Seit dem vergangenen Mittwoch fühle ich mich… klein. Denn ich war beim „Guardian“ in London. Der ist vor einiger Zeit in eine neue Zentrale gezogen, von der mir Guardian-Media-Group-CEO Carolyn McCall vorschwärmte, als ich sie beim DLD interviewte. Für eine andere Geschichte war ich ohnehin in London – und habe die Chance genutzt. Es war eine unheilvolle Erfahrung, sozusagen.
Wie wichtig ist die Atmosphäre eines Bürogebäudes für die Arbeitsweise der in ihm tätigen Menschen?
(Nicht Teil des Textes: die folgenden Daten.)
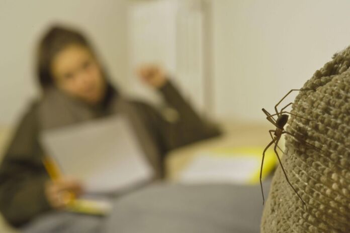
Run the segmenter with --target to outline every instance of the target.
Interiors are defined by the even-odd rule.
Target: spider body
[[[286,177],[286,180],[287,180],[287,182],[288,183],[288,184],[289,184],[289,185],[292,187],[292,188],[293,189],[293,190],[294,190],[294,192],[295,192],[296,194],[297,195],[297,196],[298,196],[298,197],[299,198],[299,199],[300,199],[301,200],[301,201],[303,202],[303,204],[304,204],[304,205],[305,205],[305,207],[306,207],[306,204],[305,204],[305,202],[304,201],[304,200],[303,200],[303,199],[301,198],[301,197],[300,196],[300,195],[299,195],[299,194],[298,193],[298,192],[297,192],[297,191],[295,190],[295,189],[294,187],[293,186],[293,185],[292,185],[292,184],[291,184],[291,183],[290,182],[289,180],[288,179],[288,177],[287,176],[287,173],[286,173],[286,171],[285,171],[284,168],[283,168],[283,166],[282,165],[282,163],[281,163],[281,160],[280,160],[280,157],[279,156],[278,152],[277,152],[277,148],[278,148],[279,149],[280,149],[280,150],[281,150],[283,152],[283,150],[281,149],[281,148],[280,148],[280,147],[278,146],[278,142],[279,142],[279,141],[280,141],[280,139],[281,139],[281,137],[282,136],[283,134],[289,134],[289,135],[291,135],[291,136],[292,136],[295,137],[295,136],[294,135],[293,135],[292,133],[290,133],[290,132],[289,132],[286,131],[284,129],[284,127],[285,127],[285,126],[286,125],[286,124],[287,124],[287,122],[288,121],[288,118],[289,118],[289,116],[288,115],[287,115],[286,113],[288,113],[288,114],[290,114],[290,115],[292,115],[295,116],[296,116],[296,117],[300,117],[300,118],[301,118],[305,119],[306,119],[306,120],[311,120],[308,119],[307,119],[307,118],[305,118],[303,117],[302,117],[302,116],[298,116],[298,115],[296,115],[296,114],[291,113],[290,113],[290,112],[284,111],[284,109],[285,109],[287,107],[288,107],[289,106],[292,105],[292,104],[293,104],[292,103],[290,103],[289,104],[288,104],[288,105],[287,105],[286,106],[285,106],[284,107],[282,108],[281,109],[281,111],[278,111],[278,110],[277,110],[277,106],[278,106],[278,105],[279,105],[279,104],[281,103],[281,102],[282,102],[282,101],[283,101],[288,95],[289,95],[289,94],[290,94],[292,91],[308,91],[308,90],[312,90],[312,89],[302,89],[302,90],[293,89],[293,90],[291,90],[291,91],[290,91],[289,92],[288,92],[288,93],[287,94],[287,95],[285,95],[285,96],[284,96],[284,97],[278,103],[277,103],[277,104],[276,104],[276,105],[275,106],[275,111],[276,111],[276,113],[275,113],[275,114],[270,114],[269,113],[269,112],[268,112],[267,111],[266,111],[266,110],[265,110],[265,109],[263,108],[263,109],[262,109],[262,112],[264,112],[264,113],[267,116],[267,117],[266,117],[266,119],[267,119],[269,121],[270,121],[271,123],[272,123],[274,125],[275,125],[275,126],[276,127],[276,128],[275,130],[271,129],[271,130],[270,130],[269,131],[269,133],[270,133],[270,136],[271,136],[271,138],[272,138],[272,141],[269,143],[269,144],[266,146],[266,147],[265,148],[265,149],[264,150],[264,152],[262,152],[262,160],[261,160],[261,169],[260,169],[260,185],[261,186],[261,193],[262,193],[262,204],[263,204],[263,205],[264,205],[264,203],[265,203],[265,198],[264,198],[264,191],[263,191],[263,190],[262,190],[262,182],[261,182],[261,176],[262,176],[262,165],[263,165],[263,164],[264,164],[264,157],[265,157],[265,152],[266,152],[266,151],[267,150],[267,149],[268,149],[269,148],[269,147],[270,147],[270,146],[271,146],[273,144],[275,144],[274,146],[274,150],[275,151],[275,153],[276,153],[276,156],[277,156],[277,158],[278,159],[278,161],[279,161],[279,162],[280,162],[280,164],[281,165],[281,168],[282,168],[282,171],[283,171],[283,173],[284,173],[284,175],[285,175],[285,177]],[[275,119],[274,118],[274,116],[276,116],[277,117],[277,119]],[[273,135],[274,135],[274,136],[273,136],[273,133],[273,133]],[[309,143],[307,143],[307,142],[305,142],[306,144],[308,144],[308,145],[309,145],[312,146],[313,147],[314,147],[314,146],[313,146],[312,145],[311,145],[311,144],[309,144]],[[306,207],[306,208],[307,208],[307,207]]]
[[[284,126],[286,125],[287,121],[288,121],[289,117],[289,116],[287,114],[282,114],[279,116],[278,118],[277,118],[277,120],[276,120],[277,128],[284,130]]]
Wer meint, das sie einen bedeutsamen Einfluss hat, der möge die neue Zentrale des „Guardian“ vergleichen mit jedem deutschen Verlagshaus.
Der Glasbau liegt nicht einmal in einer schönen Gegend. Kingscross/St. Pancras ist ein Viertel im Umbruch, aber auf dem Weg nach oben. Aber schon die Eingangshalle strahlt Zeitgemäßigkeit, nein, Zukunftsorientierung aus. Licht, nicht pompös, angenehm. Der Wartende blickt entweder durch eine Glasscheibe in den Newsroom der Redaktion oder auf einen großen Flachbildmonitor auf dem die Nachrichtenfeeds der Homepage einlaufen, inklusive ausführlicher Statistiken, wie sich Guardian Online am Tag gerade so macht. Hier wird online nicht verschwiegen sondern zum optisch dominierenden Part der Produktpräsentation.
Meine Gastgeberin im Newsroom war Sheila Pulham, Executive Editor, News & Politics – eine höchst sympathische und bodenständige Berufsstandskollegin.
Dieser Newsroom wäre etwas, was in den meisten deutschen Verlagen wohl zu brennenden Barrikaden führen würde. Es ist nicht sonderlich geräumig, ein leichter Geräuschpegel liegt beständig im Raum. Aber, sagte mir Pulham, die Kommunikation zwischen den einzelnen Einheiten sei mit der Nähe immer besser geworden.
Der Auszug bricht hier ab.